Top 5 Trends in Concussion Care

Neurologist Harry Kerasidis, MD and XLNTbrain give snapshot of emerging industry, providing venture capitalists, investors and healthcare industry honest outlook

ConcussionCare-Blog( — April 20, 2016) National Harbor, MD — With all eyes opened to concussions, numerous efforts across the spectrum of the economy have opened opportunities — as well as major hurdles — for savvy venture capitalists, investors and healthcare industry, according to neurologist Harry Kerasidis, MD and Medical Director for XLNTbrain, LLC, an online and mobile sports concussion management system.

“The industry has come a long way, but still has a long, long way to go,” said Dr. Kerasidis, who has devoted his 25-year career to studying and treating concussions, based in Maryland. “It’s still an emerging market that has a potential of serving millions of people with proper, or clinical-caliber, concussion care.”

Dr. Kerasidis pointed out the concussion business spans a wide variety of potential industries including consumer products and services, healthcare and insurance providers, as well as medical research and education.

“You almost have to become a politician to explain how to properly provide concussion care to the youth sports, collegiate and professional levels,” said Dr. Kerasidis, who is also seeking $5 million in business and research funding. “There are massive opportunities to change the way concussion care is handled. But with these, come significant obstacles.”

Based on Dr. Kerasidis recent market entry with XLNTbrain, he has assembled the following trends to give investors, and other entrepreneurial endeavors, insight to where the industry stands now, and where’s its heading.

Top 5 Trends in Concussion Care

  1. CTE-Related Research — Millions of dollars are being invested in research, but we are only scratching the surface of understanding how concussion injuries heal. Because XLNTbrain is a centralized tool with online and mobile applications, the database can assist with data collection and analysis. Kerasidis reported a recent example last month with this gender findings.
  1. Advancing Diagnostic Tools Integration — As more concussion detection tools emerge, more focus will be on integrating the data in to a patient’s history, or file. One day soon, we will have annual concussion tests as common annual physical exams to track the overall health before and after the playing days. Based the latest science, XLNTbrain helps assess concussion risk in a number of ways, including cognitive, emotional and balance measures.
  1. Healthcare Interface — Healthcare providers on the front lines of post-concussion injury care have a major opportunity to usher in a new era.

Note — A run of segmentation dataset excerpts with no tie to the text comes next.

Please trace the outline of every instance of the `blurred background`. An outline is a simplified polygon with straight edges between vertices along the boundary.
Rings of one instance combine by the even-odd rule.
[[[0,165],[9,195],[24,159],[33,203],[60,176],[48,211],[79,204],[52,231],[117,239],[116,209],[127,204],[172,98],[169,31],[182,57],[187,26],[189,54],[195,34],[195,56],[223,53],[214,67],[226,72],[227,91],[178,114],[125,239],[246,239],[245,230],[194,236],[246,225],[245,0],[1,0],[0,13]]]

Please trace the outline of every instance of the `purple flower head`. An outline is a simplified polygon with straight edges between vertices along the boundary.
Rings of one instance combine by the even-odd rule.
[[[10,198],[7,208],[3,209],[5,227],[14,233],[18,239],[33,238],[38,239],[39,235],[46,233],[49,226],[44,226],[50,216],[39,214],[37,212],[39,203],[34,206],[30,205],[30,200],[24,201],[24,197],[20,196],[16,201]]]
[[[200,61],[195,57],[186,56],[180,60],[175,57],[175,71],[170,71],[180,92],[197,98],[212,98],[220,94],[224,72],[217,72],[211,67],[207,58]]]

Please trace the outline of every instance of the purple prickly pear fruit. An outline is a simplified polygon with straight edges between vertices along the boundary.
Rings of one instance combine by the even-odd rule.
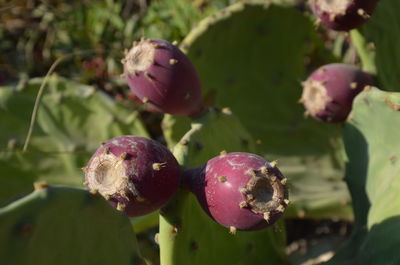
[[[309,0],[311,10],[326,27],[348,31],[361,26],[378,0]]]
[[[172,43],[157,39],[135,42],[123,64],[132,92],[152,110],[190,117],[203,110],[196,69]]]
[[[148,214],[167,203],[181,175],[166,147],[139,136],[120,136],[103,143],[83,170],[85,186],[129,217]]]
[[[300,102],[306,115],[326,122],[343,122],[351,111],[353,99],[374,77],[346,64],[328,64],[318,68],[302,83]]]
[[[222,154],[184,175],[205,212],[231,232],[273,225],[289,204],[276,162],[254,154]]]

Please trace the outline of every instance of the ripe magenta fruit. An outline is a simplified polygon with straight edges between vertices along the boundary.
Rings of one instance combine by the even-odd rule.
[[[355,96],[373,83],[372,75],[355,66],[328,64],[302,83],[300,102],[307,115],[321,121],[342,122],[349,115]]]
[[[378,0],[309,0],[314,15],[326,27],[348,31],[369,19]]]
[[[202,208],[231,232],[270,226],[289,203],[287,179],[276,162],[257,155],[221,155],[186,171],[185,177]]]
[[[124,76],[151,110],[196,116],[203,109],[196,69],[175,45],[157,39],[134,43],[127,53]]]
[[[160,143],[139,136],[112,138],[97,149],[85,185],[130,217],[162,207],[179,187],[181,169]]]

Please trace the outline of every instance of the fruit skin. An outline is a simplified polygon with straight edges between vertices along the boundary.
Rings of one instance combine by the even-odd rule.
[[[159,39],[134,43],[123,63],[129,87],[150,110],[190,117],[202,111],[196,69],[172,43]]]
[[[372,86],[374,77],[355,66],[334,63],[318,68],[302,84],[300,102],[306,114],[325,122],[343,122],[355,96]]]
[[[162,144],[140,136],[108,140],[94,153],[85,185],[129,217],[162,207],[177,191],[181,169]]]
[[[187,170],[184,183],[219,224],[234,230],[259,230],[273,225],[289,203],[287,179],[274,163],[250,153],[222,154]],[[250,188],[255,179],[256,188]]]
[[[311,10],[326,27],[341,31],[349,31],[365,23],[378,2],[378,0],[350,0],[344,10],[329,12],[321,7],[320,3],[323,1],[326,0],[311,0]],[[342,2],[345,2],[345,0],[342,0]]]

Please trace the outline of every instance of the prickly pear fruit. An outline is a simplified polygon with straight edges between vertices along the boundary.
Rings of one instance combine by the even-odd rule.
[[[221,154],[184,176],[207,214],[231,232],[270,226],[289,203],[287,179],[276,162],[254,154]]]
[[[129,217],[162,207],[177,191],[181,169],[160,143],[139,136],[112,138],[97,149],[85,171],[85,185]]]
[[[303,82],[300,102],[306,115],[327,122],[345,121],[354,97],[366,86],[372,86],[372,75],[346,64],[328,64],[314,71]]]
[[[172,43],[135,42],[123,64],[132,92],[150,109],[185,116],[196,116],[203,109],[196,69]]]
[[[319,21],[334,30],[348,31],[371,16],[378,0],[309,0]]]

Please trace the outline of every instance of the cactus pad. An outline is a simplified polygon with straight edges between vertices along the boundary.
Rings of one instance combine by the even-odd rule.
[[[376,88],[365,90],[354,101],[344,140],[355,233],[330,264],[400,262],[400,236],[395,232],[400,229],[399,110],[400,93]]]
[[[42,78],[23,89],[0,89],[0,204],[31,189],[37,179],[51,184],[82,185],[81,167],[97,146],[115,135],[147,136],[136,112],[94,87],[53,75],[39,107],[26,153],[21,153]]]
[[[221,151],[254,152],[251,136],[228,111],[210,110],[174,148],[187,168],[204,164]],[[163,265],[285,264],[285,231],[277,226],[258,232],[229,233],[214,222],[188,191],[180,191],[161,210],[160,254]]]
[[[200,74],[205,102],[230,107],[260,153],[279,161],[291,180],[287,214],[352,218],[340,127],[304,119],[297,103],[300,81],[316,68],[304,62],[332,60],[312,23],[294,8],[238,3],[201,21],[181,47]],[[188,126],[167,121],[177,131]]]
[[[143,264],[128,218],[100,196],[47,187],[0,209],[2,264]]]

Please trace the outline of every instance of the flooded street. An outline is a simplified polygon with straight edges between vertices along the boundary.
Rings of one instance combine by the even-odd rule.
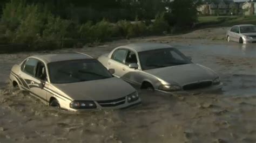
[[[219,75],[223,91],[174,96],[139,90],[138,106],[77,114],[6,85],[12,66],[30,55],[79,52],[97,58],[118,46],[145,41],[167,43],[211,68]],[[0,59],[0,142],[256,142],[255,44],[160,37],[1,54]]]

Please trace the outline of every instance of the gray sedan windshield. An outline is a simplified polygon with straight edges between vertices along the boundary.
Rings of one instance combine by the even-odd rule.
[[[241,33],[254,33],[256,32],[256,26],[246,26],[240,27]]]
[[[173,48],[141,52],[138,54],[143,70],[191,63],[180,52]]]
[[[68,83],[112,77],[107,70],[95,59],[77,60],[48,64],[52,83]]]

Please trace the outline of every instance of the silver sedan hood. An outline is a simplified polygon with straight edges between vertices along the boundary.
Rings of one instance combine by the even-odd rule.
[[[256,35],[256,33],[255,32],[253,32],[253,33],[241,33],[242,35]]]
[[[198,81],[213,80],[218,75],[210,69],[194,63],[145,70],[170,84],[183,85]]]
[[[129,83],[117,77],[53,85],[74,100],[111,100],[136,91]]]

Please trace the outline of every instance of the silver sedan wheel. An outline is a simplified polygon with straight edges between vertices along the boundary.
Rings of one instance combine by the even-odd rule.
[[[227,41],[228,42],[230,42],[230,36],[227,36]]]

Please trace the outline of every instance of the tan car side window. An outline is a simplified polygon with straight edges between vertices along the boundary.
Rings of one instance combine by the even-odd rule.
[[[113,60],[122,63],[124,63],[126,57],[127,51],[124,49],[117,49],[114,52],[112,55],[111,59]]]
[[[138,63],[136,54],[133,51],[129,51],[125,60],[125,65],[129,65],[130,63]]]
[[[36,73],[36,67],[38,62],[38,60],[35,59],[29,59],[25,63],[24,68],[24,72],[35,76]]]

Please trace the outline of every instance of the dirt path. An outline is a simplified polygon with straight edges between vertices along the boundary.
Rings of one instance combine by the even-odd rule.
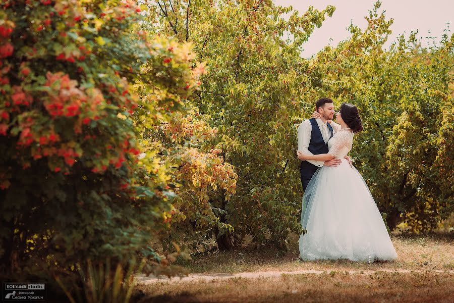
[[[258,272],[255,273],[245,272],[240,273],[238,274],[190,274],[189,276],[184,276],[183,277],[173,277],[168,278],[165,276],[156,277],[150,275],[147,277],[145,275],[137,275],[135,277],[135,279],[138,284],[148,284],[158,282],[190,282],[193,281],[197,281],[202,280],[204,281],[210,281],[213,280],[228,280],[234,278],[271,278],[278,277],[283,274],[287,275],[299,275],[304,274],[321,274],[323,273],[329,273],[331,271],[330,270],[300,270],[295,271],[283,271],[283,272]],[[425,273],[427,272],[436,272],[436,273],[444,273],[454,274],[453,270],[409,270],[403,269],[383,269],[377,271],[364,271],[364,270],[350,270],[350,271],[336,271],[338,274],[361,274],[361,275],[372,275],[377,272],[385,272],[388,273]]]

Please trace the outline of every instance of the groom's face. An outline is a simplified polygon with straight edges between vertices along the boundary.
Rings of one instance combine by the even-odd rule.
[[[332,120],[334,114],[334,104],[325,103],[323,106],[319,108],[319,113],[325,120]]]

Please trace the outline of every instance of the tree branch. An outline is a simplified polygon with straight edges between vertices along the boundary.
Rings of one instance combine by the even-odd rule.
[[[191,0],[188,3],[188,8],[186,9],[186,41],[188,41],[188,34],[189,31],[188,29],[188,24],[189,18],[189,6],[191,5]]]
[[[175,26],[174,26],[174,25],[172,24],[172,22],[170,21],[168,19],[168,14],[167,13],[167,7],[165,6],[165,3],[164,2],[164,8],[165,9],[165,10],[164,10],[164,9],[162,8],[162,7],[161,6],[161,4],[159,2],[159,0],[157,1],[158,5],[159,6],[159,8],[161,9],[161,11],[162,12],[162,14],[164,14],[164,16],[167,18],[167,21],[168,21],[168,24],[170,24],[171,27],[172,28],[172,29],[174,30],[174,32],[175,33],[176,35],[178,34],[178,32],[177,31],[176,27],[177,27],[177,23],[175,23]],[[178,22],[178,19],[177,19],[177,22]]]
[[[257,6],[257,8],[254,8],[254,6],[252,6],[252,8],[254,9],[254,12],[257,12],[257,10],[258,10],[258,8],[260,7],[260,5],[262,4],[262,2],[263,2],[263,0],[260,0],[260,3]]]
[[[208,40],[208,34],[206,35],[205,37],[205,41],[203,41],[203,45],[202,45],[202,49],[200,50],[200,61],[202,61],[202,53],[203,52],[203,48],[205,47],[205,44],[206,44],[206,41]]]

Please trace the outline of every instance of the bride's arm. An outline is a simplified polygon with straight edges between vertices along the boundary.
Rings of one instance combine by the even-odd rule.
[[[298,150],[297,152],[298,159],[300,160],[315,160],[316,161],[329,161],[334,158],[330,154],[320,154],[319,155],[307,155]]]

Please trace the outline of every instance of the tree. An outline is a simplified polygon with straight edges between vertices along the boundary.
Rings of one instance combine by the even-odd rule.
[[[139,30],[133,1],[1,6],[2,274],[75,278],[88,260],[159,263],[150,241],[175,193],[139,128],[154,123],[140,119],[154,104],[133,85],[147,84],[171,114],[198,86],[190,49]]]

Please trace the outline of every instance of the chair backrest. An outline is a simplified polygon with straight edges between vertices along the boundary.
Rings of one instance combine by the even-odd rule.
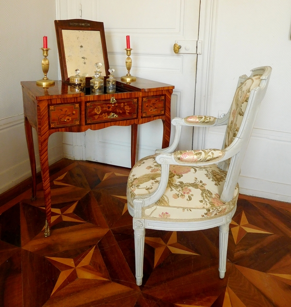
[[[238,87],[229,110],[225,138],[225,148],[229,146],[237,136],[247,106],[251,91],[259,86],[261,76],[261,74],[258,74],[247,78]]]
[[[229,147],[236,140],[240,143],[241,150],[231,159],[218,164],[221,169],[228,169],[221,196],[224,201],[229,201],[233,196],[242,160],[260,103],[266,93],[271,71],[270,66],[263,66],[252,69],[249,77],[246,76],[240,77],[229,111],[223,148]]]

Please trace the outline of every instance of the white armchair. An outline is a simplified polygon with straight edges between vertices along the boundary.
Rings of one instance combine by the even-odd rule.
[[[173,144],[139,161],[129,177],[129,211],[134,230],[136,283],[142,283],[145,229],[195,230],[219,227],[219,276],[226,269],[229,225],[236,209],[238,177],[272,68],[240,77],[229,111],[222,118],[175,118]],[[227,124],[221,149],[175,151],[182,125]]]

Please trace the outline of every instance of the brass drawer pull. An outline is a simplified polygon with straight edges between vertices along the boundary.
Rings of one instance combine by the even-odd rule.
[[[117,118],[118,117],[117,114],[115,114],[115,113],[112,113],[110,115],[108,115],[108,118]]]

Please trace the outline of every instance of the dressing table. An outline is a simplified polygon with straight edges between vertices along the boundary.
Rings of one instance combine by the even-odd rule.
[[[169,84],[136,78],[127,82],[116,77],[116,91],[114,93],[90,95],[88,84],[91,77],[86,76],[86,90],[83,92],[70,86],[69,77],[76,68],[66,61],[71,52],[71,46],[64,44],[63,34],[67,31],[80,32],[96,39],[96,47],[91,42],[93,50],[98,53],[92,56],[95,62],[104,64],[104,77],[108,77],[109,68],[103,23],[83,19],[55,21],[60,57],[62,80],[55,81],[51,86],[40,86],[35,81],[22,81],[22,86],[26,140],[32,178],[32,196],[36,193],[36,169],[32,128],[36,130],[39,151],[41,176],[43,184],[46,214],[45,236],[50,234],[51,197],[48,144],[49,136],[55,132],[81,132],[88,129],[96,130],[112,125],[131,126],[131,163],[135,163],[138,125],[161,119],[163,123],[162,147],[169,146],[171,132],[171,96],[174,87]],[[77,31],[77,32],[76,32]],[[71,32],[70,32],[71,35]],[[97,56],[101,57],[96,59]],[[86,65],[90,63],[86,63]],[[87,66],[86,66],[87,67]],[[94,63],[89,67],[94,68]],[[94,72],[92,72],[92,75]],[[105,83],[105,82],[104,82]]]

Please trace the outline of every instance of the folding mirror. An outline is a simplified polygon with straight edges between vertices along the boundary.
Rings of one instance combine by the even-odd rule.
[[[67,81],[80,69],[91,78],[100,62],[102,76],[109,75],[109,64],[103,22],[84,19],[55,20],[62,80]]]

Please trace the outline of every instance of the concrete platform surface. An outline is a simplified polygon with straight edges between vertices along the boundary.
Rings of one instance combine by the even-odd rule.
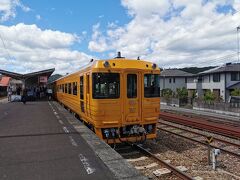
[[[146,178],[52,101],[0,104],[0,179]]]

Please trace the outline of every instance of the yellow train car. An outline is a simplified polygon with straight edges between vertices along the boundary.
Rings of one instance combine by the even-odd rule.
[[[91,60],[55,82],[55,97],[107,143],[156,138],[160,69],[143,60]]]

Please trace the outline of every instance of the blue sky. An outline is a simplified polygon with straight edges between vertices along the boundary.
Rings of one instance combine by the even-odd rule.
[[[164,68],[221,65],[237,59],[239,10],[240,0],[0,0],[0,64],[64,74],[121,51]]]
[[[36,24],[41,29],[77,34],[81,42],[75,43],[72,48],[86,53],[93,53],[96,56],[101,54],[89,52],[88,50],[92,26],[100,23],[101,28],[104,28],[111,22],[123,26],[131,18],[127,15],[126,9],[121,6],[119,0],[22,0],[21,2],[30,7],[31,10],[26,13],[18,7],[16,18],[3,22],[4,25]],[[40,19],[37,19],[37,16]],[[87,32],[87,35],[83,36],[83,32]]]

Today, most emergency rooms and related healthcare providers continue to miss the boat with concussion assessment and recovery. Yet, with millions of concussions occurring every year, adding an EHR-friendly concussion management system would significantly increase revenues, while providing patients the greatest service for the most important organ in the body.
  1. State Legislation — Expect state and perhaps federal laws to continue to impact how well student-athletes are treated by honing in on “best practices” for return-to-play and return-to-learn guidelines. For example, with 1.8 million student athletes, the state of California recently approved three districts to begin a pilot program using computerized pre-season concussion baseline testing. However, should states begin to waffle on enforcement and embracing concussion advancements, more pressure will be felt across the industry to meet the growing demand for concussion care.
  1. Multi-Partner Consortiums — As demand continues for research, products and services, eventually we will see healthcare and insurance providers working with private enterprise to meet and influence new state laws designed to support student athletics. This will tip into new services designed for the millions of others who suffer a concussion and post-injury symptoms. We’ve seen high school “athletic associations” also become a potential major vehicle, should public school systems require support.

Neurologist Harry Kerasidis, M.D is the founder and medical director for the sports concussion management platform XLNTbrain, LLC, based in Maryland. He is also the founder of Chesapeake Neurology Associates in Prince Frederick, Maryland and serves as the Medical Director for the Center for Neuroscience, Sleep Disorders Center and Stroke Center at Calvert Memorial Hospital. Dr. Kerasidis authored Concussion-ology: Redefining Sports Concussion Management for All Levels, published in December.